Sollievo di breve durata. Il duca cambia idea e progetta di aspettare l’urto con i Piemontesi proprio a Rimini. Si dà quindi il via a lavori di fortificazione lungo una linea che doveva andare «dalle mura della città sotto la ròcca ad una punta del colle di Covignano chiamata il Monte della Cava, né omettendo di fortificare eziandio l’altra punta dalla parte di S. Lorenzo a Monte. Fra le operazioni strategiche fatte allora dagli Spagnuoli, sia per agevolare le comunicazioni dell’esercito sia pel caso di una ritirata, fu pur quella di aprire quattro larghi stradoni, che dal fiume Marecchia traversando la via di Verucchio andavano a terminare all’altro fiume dell’Ausa, con ponti sulla fossa del molino pubblico e sul Mavone: onde senza verun riguardo furono tagliate frasche, siepi, viti e quant’altro impedìva il lavoro.

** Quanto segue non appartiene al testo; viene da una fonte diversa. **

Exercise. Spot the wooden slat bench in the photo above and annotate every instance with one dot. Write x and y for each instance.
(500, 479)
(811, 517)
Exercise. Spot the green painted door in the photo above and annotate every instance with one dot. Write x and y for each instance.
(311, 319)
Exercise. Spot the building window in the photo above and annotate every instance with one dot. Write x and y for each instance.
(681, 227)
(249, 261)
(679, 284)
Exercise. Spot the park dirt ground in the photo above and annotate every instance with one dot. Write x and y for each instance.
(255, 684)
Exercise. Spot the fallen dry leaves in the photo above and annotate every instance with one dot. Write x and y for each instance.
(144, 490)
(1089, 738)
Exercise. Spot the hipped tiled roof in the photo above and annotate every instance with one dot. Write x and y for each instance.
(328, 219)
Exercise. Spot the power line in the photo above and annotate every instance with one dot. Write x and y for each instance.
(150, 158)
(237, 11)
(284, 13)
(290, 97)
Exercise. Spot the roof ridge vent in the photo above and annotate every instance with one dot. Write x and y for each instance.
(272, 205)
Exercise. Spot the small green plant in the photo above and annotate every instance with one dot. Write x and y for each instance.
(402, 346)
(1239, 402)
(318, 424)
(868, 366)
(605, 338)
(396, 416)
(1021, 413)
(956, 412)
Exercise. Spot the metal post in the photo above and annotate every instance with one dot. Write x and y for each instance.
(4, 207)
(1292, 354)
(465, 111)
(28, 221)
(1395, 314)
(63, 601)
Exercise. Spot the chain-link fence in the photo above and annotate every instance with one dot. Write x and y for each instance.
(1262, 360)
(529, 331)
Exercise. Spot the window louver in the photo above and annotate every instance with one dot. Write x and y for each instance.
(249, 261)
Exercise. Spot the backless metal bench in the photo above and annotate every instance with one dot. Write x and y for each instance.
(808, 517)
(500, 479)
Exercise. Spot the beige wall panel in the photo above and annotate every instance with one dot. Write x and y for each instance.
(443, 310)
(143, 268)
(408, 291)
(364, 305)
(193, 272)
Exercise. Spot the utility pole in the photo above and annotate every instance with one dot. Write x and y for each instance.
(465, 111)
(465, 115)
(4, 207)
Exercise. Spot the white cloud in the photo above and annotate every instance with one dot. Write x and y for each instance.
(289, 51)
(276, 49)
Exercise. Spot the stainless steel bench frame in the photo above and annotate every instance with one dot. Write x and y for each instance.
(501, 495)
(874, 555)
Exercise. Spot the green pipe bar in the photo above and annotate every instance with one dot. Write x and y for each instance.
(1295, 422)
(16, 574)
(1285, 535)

E molte fortificazioni pur si fecero alla città, e massime al borgo di S. Giuliano».

Carlo Emanuele III, re di Sardegna

Carlo Emanuele III di Savoia, re di Sardegna

Lo stato d’animo dei cittadini è facilmente immaginabile: «Uno spavento generale occupò gli animi dei riminesi, considerandosi da essi le funeste conseguenze che potevansi apportare ad una città da una battaglia combattuta alle sue porte fra due potenti eserciti. Per la qual cosa presero tutti a provvedere ai propri casi, chi nascondendo o nei sotterranei, o nelle muraglie delle case, o ne’ conventi, e suppellettili e gioie e denari, chi procacciandosi lo scampo colla fuga: e più di tutti, gli abitatori del borgo di S. Giuliano: molti de’ quali, caricate le robe e le famiglie loro sopra le barche, fecero vela per diversi lidi e a più sicura stanza».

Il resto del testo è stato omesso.